GÖÇTÜ KERVAN KALDIK DAĞLAR BAŞINDA
“Göçtü kervan kalmak yok”
Asım Gültekin
Yıllar önce bir dostuma kardeşinin ismini -çok sık duymadığımdan olsa gerek- neden Şemseddin koyduklarını sormuştum. Şemseddin dünyaya geldiği zaman babasının memuriyeti hasebiyle Bolu’da olduklarını, Bolu’nun Göynük ilçesinde medfûn bulunan Fethin mânevi mimarlarından Akşemseddin hazretlerinden ötürü bu ismi -bir geleneğe yaslanarak- babasının koyduğunu söyledi. Bu okuduğunuz isim koyma hâdisesi sizin için çok bir anlam ya da hiçbir anlam ifade etmemiş olabilir fakat bende uyandırdığı müthiş akis kelimelerle ifade edilebilecek cinsten değil. Yıllar sonra o zamana kadar şâhitlik etmediğim şu sözü işitmiş olmam bende yine aynı etkiyi yaptı; “Şerefü’l mekân bi’l-mekîn.” Bu sözü işitmem beni Şemsettin’e ve ulu bir medeniyetin zerâfetine götürdü. Kuşlarına saraylar yapıldığı, göç sırasında yaralanan leylekleri tedavi için vakıflar kurulduğu, hanların hamamların çil çil serpildiği, köprülerinin sıratı geçebilme endişesi ile inşâ edildiği , ribatlarının düşmana ve nefse geçit vermediği zarif medeniyet. O ulu medeniyetin zarif insanlarının sofrasında oturmayı çok isterdim. Itrî’den salavatı dinlemek, Süleyman Çelebi ile vesîletü’n-necât’ı terennüm eylemek, Mimar Sinan ile Selimiye’yi inşâ etmek isterdim…

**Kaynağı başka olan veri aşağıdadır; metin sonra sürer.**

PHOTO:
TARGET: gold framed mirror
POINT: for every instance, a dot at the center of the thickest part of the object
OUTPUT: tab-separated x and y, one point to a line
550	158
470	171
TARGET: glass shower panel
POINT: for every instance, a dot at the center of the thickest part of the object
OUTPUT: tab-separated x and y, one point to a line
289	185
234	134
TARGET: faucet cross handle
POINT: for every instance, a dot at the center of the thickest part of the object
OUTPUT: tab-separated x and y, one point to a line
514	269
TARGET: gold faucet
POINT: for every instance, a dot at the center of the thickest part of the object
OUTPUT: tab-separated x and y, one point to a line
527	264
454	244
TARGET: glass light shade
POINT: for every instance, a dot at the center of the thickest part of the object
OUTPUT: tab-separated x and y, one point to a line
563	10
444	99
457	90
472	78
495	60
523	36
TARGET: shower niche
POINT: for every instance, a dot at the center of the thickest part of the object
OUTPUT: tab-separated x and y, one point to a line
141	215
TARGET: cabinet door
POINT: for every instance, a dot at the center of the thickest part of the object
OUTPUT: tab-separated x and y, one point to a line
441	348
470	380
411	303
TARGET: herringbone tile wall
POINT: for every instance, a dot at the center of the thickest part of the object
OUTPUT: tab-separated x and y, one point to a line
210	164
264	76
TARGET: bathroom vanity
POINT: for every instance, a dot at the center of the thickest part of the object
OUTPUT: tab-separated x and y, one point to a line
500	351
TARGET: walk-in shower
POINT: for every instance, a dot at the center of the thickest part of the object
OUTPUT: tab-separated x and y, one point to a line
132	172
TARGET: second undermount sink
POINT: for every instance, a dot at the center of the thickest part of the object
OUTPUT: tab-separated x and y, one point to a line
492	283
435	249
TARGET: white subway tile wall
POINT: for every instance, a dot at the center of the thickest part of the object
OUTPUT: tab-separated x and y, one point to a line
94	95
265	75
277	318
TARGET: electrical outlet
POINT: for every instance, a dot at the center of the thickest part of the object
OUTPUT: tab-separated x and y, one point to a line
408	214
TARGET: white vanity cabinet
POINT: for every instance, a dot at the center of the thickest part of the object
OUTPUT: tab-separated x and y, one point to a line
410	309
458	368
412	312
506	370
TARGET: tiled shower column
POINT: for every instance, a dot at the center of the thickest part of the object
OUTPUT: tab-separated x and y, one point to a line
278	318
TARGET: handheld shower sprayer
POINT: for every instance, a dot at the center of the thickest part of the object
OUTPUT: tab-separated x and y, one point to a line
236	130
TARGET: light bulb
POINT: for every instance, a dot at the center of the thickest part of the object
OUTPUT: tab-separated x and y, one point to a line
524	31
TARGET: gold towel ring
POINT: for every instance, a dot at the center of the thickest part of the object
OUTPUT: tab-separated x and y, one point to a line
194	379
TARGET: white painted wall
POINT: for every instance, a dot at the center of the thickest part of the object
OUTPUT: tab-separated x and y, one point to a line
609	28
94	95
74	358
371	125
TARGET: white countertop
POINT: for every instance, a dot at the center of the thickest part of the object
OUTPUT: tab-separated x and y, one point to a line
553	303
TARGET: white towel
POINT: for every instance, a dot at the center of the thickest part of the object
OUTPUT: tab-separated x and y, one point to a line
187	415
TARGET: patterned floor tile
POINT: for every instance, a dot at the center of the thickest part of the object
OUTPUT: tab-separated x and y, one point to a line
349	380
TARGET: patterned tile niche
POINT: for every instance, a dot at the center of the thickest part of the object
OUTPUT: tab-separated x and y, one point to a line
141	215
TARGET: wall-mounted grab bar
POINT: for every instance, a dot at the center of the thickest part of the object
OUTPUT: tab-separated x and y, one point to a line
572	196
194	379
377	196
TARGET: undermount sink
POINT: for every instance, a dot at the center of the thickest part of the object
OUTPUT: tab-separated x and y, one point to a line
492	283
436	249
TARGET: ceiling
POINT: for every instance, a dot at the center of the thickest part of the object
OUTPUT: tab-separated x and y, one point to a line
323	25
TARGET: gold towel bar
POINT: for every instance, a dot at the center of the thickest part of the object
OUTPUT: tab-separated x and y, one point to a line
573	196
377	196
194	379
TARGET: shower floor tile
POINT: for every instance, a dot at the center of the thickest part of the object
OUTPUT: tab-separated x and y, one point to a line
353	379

Medeniyetimizin o zarif insanlarına tevellüdünüz kaç? diye sorulduğunda şayet kişinin yaşı 63’ü yâni Hazreti Peygamberin dârü’l-bekā’ya irtihalini geçti ise şöyle cevap verirlermiş “Haddi aştık evlat”.
-Düşündüm de “sınır” nedir “had” nedir? “Sınırı aşıyorsun” diyen insanlar ne bilir haddi hududu aşmayı. Haddini hududunu bilmeyi… Âkif dededen mülhem; Gelenin keyfi için geçmişe sövmemek de haddi bilmektendir-
Böylesi bir zarif medeniyete özlem duymamak elde mi? Özlem duyulan o zamanlar geçmişte mi kaldı? Müzeye mi kaldırıldı mekâna sığmayan koca kubbeler? Abdurrahman Cahit Zarifoğlu “ Sevemedik müzeleri” diyerek geçmişi an ve gelecekle perçinleme hedefini göstermekte değil midir? “Gelenek” geçmişin ruhunu geleceğe ve şimdiye eklemlemek değil midir?
Yûnus, geleneğin mimarlarına, o güzel insanlara öykünerek “göçtü kervan kaldık dağlar başında” demiş. Yûnus’un asırlar sonrasında rahle-i tedrislerinde bulunan Âsım abi ise, kervan göçtü ama ona yetişme ümidimizi de diri tutarak “Göçtü kervan kalmak yok!” demiş.
İkisine de rahmet olsun.
Velhâsıl
Mayası temiz olanlara, bize güzel atları ve güzel insanları gösterenlere… Medeniyetini ve kimliğini Akşemseddin ile mayalayanlara selam olsun.